Stratégies coopératives et régulation de monopole naturel : étude de deux cas dans le domaine du transport
Le déploiement des politiques européennes ou nationales de dérégulation appliqué à des secteurs fortement marqués par les économies de réseaux (énergie, transport, télécommunication) se heurte souvent à la nécessité de ne pas multiplier la construction d’infrastructures identiques sous-utilisées, tout en évitant que les infrastructures en place ne soient captées par un opérateur qui bâtirait ainsi des barrières à l’entrée pour la concurrence.
Cet article se propose d’évaluer dans quelle mesure il est possible d’inciter les prestataires utilisant les infrastructures devant être rentabilisées en mutualisant en partie la production de leur prestation, tout en restant concurrents à travers la production de prestations complémentaires et la commercialisation et ce dans deux cas : les terminaux portuaires à conteneurs et le transport combiné ferroviaire maritime.
Les terminaux portuaires à conteneurs
Un terminal à conteneurs permet de transborder des marchandises depuis des navires vers des moyens de pré postacheminement (route, fer, fleuve, voire mer). Ce service suppose l’accueil des navires porte-conteneurs, leur chargement-déchargement, la fourniture de prestations à la marchandise, et en particulier le stockage temporaire des conteneurs, et enfin, côté » terre « , leur chargement ou déchargement sur les camions, les trains et les barges.

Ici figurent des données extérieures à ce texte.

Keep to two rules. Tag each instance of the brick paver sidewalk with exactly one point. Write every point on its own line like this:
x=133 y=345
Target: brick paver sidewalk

L’enjeu : des économies d’échelle et l’optimisation de l’utilisation des ressources rares
La plupart de ces prestations supposent des investissements lourds dont le montant dépend principalement de la capacité attendue du terminal et qu’il convient de rentabiliser en gagnant du trafic.
Mais, plus la capacité mise à disposition est importante1, plus le coût moyen diminue grâce à la combinaison de deux effets d’échelle : la diminution du coût unitaire des moyens de production liée à leur mutualisation d’une part, l’augmentation de la productivité des moyens de production liée à l’augmentation des trafics d’autre part2.
Tandis que le premier, plus » classique « , porte principalement sur la construction des quais, l’acquisition et la gestion des engins de manutention (portiques et engins de parcs) et dans une moindre mesure sur la productivité des dockers, le second concerne les infrastructures maritimes et les infrastructures ferroviaires.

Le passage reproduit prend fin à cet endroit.